銭湯雑誌「1010」誌に掲載されていたエッセイのバックナンバーです
このところ「癒し」という言葉をひんぱんに見かけるようになりました。それだけ現代人の心がストレスにさらされているという事なのでしょう。この「癒し」という言葉は一連の健康&温泉ブームとおおいにつながりを持っていて、テレビや雑誌で様々な温浴施設が取り上げられています。他の温浴施設がこれだけ注目されている中で、銭湯業界だけがとり残されているのは一体なぜなのでしょう?。
確かに豪華な近代設備や駐車場を備えた健康ランドやスパ施設、自然に恵まれた温泉施設などと銭湯を比べるのは多少酷かもしれません。しかし!世の温浴施設ブームを横目に、銭湯はこのままで良いのでしょうか?。日常的に「癒し」を味わう事ができる場として銭湯を考えれば、工夫できる事はまだまだ沢山あります。近代設備の導入だけがノウではありません。銭湯を未来に残すためには、今まで銭湯の主要機能であった衛生的機能(日常的に体を洗うこと等)から、リラックス・健康回復機能・癒しなどの二次的機能を取り入れ、進化する必要があります。そこで今回の『ケンタローの夢銭湯』では光と空間構成の新しい演出による、日常的癒しの空間としての銭湯を提案したいと思います。題して、『洗いの湯』。

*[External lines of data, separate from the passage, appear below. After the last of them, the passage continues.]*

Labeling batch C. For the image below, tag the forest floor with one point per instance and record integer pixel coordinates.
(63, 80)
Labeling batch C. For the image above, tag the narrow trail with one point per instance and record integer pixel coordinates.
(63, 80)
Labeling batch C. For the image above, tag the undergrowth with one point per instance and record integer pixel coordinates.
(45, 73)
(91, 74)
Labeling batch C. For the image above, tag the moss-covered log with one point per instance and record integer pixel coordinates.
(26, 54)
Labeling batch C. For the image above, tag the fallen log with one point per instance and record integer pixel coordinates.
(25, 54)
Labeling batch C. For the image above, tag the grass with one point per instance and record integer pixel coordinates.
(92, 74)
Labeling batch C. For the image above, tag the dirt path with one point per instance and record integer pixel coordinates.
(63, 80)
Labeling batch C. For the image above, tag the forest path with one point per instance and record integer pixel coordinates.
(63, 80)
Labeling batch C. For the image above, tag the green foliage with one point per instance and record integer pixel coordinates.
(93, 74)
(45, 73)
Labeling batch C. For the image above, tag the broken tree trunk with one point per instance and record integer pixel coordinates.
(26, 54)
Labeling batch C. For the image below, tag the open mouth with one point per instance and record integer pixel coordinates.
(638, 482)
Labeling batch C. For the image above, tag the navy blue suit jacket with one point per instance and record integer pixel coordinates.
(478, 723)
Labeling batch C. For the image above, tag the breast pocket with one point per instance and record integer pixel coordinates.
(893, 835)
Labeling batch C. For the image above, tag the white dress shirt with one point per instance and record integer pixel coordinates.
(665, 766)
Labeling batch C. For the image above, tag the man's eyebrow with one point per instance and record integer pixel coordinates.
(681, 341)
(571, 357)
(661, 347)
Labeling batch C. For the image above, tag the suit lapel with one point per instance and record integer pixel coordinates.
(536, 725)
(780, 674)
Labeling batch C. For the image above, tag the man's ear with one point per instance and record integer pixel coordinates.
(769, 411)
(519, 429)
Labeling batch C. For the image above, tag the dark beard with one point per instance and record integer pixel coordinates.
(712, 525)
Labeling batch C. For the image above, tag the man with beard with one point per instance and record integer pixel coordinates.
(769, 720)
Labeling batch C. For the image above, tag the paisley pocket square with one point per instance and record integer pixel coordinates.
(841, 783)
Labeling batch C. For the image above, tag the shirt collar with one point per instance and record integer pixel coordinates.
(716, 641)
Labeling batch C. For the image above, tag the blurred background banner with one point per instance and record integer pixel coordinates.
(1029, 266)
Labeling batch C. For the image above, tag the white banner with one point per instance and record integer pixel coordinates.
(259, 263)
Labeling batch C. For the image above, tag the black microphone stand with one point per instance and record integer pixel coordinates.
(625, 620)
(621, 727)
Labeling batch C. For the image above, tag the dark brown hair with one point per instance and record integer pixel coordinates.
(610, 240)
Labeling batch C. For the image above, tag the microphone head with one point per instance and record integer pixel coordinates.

心(精神・魂・気)を浄化するための空間・・・・これが「洗いの湯」のイメージです。メインとなる浴槽は、四方を高い壁に囲まれたタテ長の空間になっていて、上部の天窓(トップライト)から光が降注がれます。夜間も天窓の下に組み込まれた照明器具の光が壁にあたり、室内を間接的に照らします。また、正面に見える窓は光を印象的に取り入れるため、細長にデザインされています。あまり気付かれない事ですが、照明のあり方ひとつで、空間の雰囲気はがらりと変わります。心を癒すための雰囲気作りとして、光の演出は不可欠な要素となります。また、空間の構成(配置)でもいろいろな事が考えられます。このスケッチでは左手の壁は体を洗うカランスペースとの仕切りとなっていて、浴槽から体を洗う人は見えません。一風変わった個室的な空間が、ゆったりと落ち着いた雰囲気を造ります。その他、この壁の向こう側には薬湯や水風呂などが配置されます。
未来の銭湯を考えた時、こういった全く新しい空間構成があっても良いのではないでしょうか。公衆浴場~銭湯~の原形は、心の浄化を与えるために、寺の風呂を民衆に解放した所にあると言われています。モノや情報が氾濫し、精神や心の在り方が問い直されるようになってきた現代において、設備に頼るだけではなく、空間の演出を工夫し日常的な癒し(心を洗う)空間を提供する事が、21世紀の銭湯の役割となってゆくことでしょう。